Publieke samenvatting / Public summary

For a long time, thermochemical heat storage is considered as an attractive candidate to solve the mismatch problem between the heat demand and supply of solar energy. The advantages of thermochemical heat storage compared to other options are high storage density and almost lossfree storage. However, important fundamental obstacles still need to be tackled before this technique can be applied on larger scales, certainly when it comes to a marketable product. Heat and cold storage will play an important role in the advancement of district heating networks to close the gap between heat supply from sustainable energy sources and the demand for heat and cold by the connected consumers.

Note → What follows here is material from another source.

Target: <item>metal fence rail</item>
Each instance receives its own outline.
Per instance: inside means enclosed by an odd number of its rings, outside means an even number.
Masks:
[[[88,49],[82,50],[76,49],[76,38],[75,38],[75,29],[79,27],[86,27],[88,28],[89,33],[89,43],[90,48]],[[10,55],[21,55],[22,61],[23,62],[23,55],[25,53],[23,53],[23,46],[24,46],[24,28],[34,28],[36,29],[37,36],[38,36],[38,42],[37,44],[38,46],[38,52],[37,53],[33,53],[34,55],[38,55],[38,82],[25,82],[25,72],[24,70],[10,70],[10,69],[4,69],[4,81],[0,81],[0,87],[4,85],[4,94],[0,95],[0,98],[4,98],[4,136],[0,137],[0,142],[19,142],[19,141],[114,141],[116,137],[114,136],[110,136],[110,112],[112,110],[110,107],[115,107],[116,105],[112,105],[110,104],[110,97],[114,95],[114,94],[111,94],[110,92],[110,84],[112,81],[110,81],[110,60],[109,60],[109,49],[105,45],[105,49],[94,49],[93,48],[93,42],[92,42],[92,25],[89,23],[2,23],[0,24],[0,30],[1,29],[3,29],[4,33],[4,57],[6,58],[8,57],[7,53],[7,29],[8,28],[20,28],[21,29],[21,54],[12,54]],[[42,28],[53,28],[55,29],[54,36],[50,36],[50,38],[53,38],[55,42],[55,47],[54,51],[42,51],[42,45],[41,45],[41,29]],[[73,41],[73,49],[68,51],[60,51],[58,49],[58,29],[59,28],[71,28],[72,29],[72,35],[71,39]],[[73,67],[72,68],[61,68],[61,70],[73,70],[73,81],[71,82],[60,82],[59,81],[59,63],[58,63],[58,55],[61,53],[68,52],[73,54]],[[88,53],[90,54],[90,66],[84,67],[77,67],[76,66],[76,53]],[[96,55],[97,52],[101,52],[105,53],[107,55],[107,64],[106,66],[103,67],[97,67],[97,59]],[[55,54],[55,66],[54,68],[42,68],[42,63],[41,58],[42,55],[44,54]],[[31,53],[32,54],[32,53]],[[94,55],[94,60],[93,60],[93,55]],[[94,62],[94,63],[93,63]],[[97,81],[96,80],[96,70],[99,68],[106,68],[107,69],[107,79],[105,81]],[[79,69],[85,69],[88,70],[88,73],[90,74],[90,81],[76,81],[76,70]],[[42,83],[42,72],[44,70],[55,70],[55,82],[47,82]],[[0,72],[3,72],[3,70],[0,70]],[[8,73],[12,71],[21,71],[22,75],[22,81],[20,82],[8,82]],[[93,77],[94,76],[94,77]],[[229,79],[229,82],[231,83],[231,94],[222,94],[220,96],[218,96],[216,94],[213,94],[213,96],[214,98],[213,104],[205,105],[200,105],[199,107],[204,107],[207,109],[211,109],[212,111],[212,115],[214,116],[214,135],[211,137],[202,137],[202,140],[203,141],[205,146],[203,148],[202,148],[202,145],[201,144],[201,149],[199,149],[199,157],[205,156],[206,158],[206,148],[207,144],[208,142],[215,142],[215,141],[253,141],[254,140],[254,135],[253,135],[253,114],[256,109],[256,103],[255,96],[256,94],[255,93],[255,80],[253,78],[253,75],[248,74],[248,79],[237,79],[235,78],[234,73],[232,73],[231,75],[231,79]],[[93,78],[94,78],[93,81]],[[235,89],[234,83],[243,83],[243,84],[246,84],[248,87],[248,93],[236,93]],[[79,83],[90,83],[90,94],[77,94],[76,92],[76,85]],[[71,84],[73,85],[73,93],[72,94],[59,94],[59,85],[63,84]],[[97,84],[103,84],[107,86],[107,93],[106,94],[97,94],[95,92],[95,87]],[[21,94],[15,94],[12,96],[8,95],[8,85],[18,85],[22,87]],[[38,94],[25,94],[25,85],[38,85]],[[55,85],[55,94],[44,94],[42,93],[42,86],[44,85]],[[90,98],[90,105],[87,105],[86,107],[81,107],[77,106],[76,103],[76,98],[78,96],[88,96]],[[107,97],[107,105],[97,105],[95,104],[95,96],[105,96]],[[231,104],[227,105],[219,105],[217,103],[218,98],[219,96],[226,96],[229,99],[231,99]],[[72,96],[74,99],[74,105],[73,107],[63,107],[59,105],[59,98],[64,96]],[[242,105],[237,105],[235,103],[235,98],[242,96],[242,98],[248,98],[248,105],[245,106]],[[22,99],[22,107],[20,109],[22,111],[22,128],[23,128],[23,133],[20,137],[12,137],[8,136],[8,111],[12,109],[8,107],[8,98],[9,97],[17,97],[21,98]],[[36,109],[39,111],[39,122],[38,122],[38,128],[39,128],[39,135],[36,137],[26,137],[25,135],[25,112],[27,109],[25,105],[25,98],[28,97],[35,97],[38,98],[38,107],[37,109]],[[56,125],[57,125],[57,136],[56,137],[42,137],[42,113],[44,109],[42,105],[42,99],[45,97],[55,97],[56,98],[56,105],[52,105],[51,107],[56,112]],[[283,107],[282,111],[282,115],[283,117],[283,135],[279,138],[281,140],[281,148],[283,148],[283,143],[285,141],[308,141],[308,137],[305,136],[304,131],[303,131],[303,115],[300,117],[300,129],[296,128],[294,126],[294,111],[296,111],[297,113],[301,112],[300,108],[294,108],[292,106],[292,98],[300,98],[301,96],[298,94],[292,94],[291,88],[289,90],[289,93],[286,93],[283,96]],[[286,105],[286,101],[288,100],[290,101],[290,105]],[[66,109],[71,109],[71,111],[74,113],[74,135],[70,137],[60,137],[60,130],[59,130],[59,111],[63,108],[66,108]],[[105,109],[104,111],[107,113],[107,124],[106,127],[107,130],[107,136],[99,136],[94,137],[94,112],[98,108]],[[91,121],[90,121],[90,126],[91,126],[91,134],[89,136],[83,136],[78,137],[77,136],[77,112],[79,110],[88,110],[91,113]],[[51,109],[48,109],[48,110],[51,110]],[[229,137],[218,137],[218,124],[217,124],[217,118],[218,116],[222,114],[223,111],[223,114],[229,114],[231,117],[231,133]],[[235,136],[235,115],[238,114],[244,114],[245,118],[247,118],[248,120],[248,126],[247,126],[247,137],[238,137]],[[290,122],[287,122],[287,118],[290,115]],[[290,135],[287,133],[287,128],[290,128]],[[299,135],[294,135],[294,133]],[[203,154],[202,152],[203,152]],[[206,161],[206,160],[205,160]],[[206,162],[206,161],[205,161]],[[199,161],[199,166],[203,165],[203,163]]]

Within the running TKI-SWeKOS2 project a marketable compact and loss-free heat and cold storage system will be developed, which is produced in a cost-effective way and is equipped with one of the following thermochemical materials: modified Na2S and CaCl2 or K2CO3. This part will mainly be carried out by De Beijer RTB in collaboration with TNO. Within the SWeKOS2 project, the postdoc at TU/e focuses mainly on the development of a design tool for one single module of the heat and cold storage system. Here we propose that the SWeKOS2 project will be complemented with the development of a reducedorder model of a complete heat and cold storage system (tank, storage materials, heat exchangers, insulations, etcetera) which can then be used in simulations of the entire district heating network over longer periods.

Korte omschrijving
The main objectives and results of the project are: - Development of a digital twin model for a complete heat and cold storage system to be embedded in a district heating network. This digital twin is based on reduced-order computer simulations and tested against data that are acquired in the SWeKOS2 project. - Extending the digital twin model to an entire district heating network and validation of the digital network twin against known data from existing district heating networks and other literature models. - Identification of the essential steering parameters (costs, energy use, CO2 emissions) and optimizing the entire system against these parameters.

Within this project, a reduced-order model (digital twin) will be developed which will provide reliable long-term simulations of a district heating network based on validated heat and cold storage models.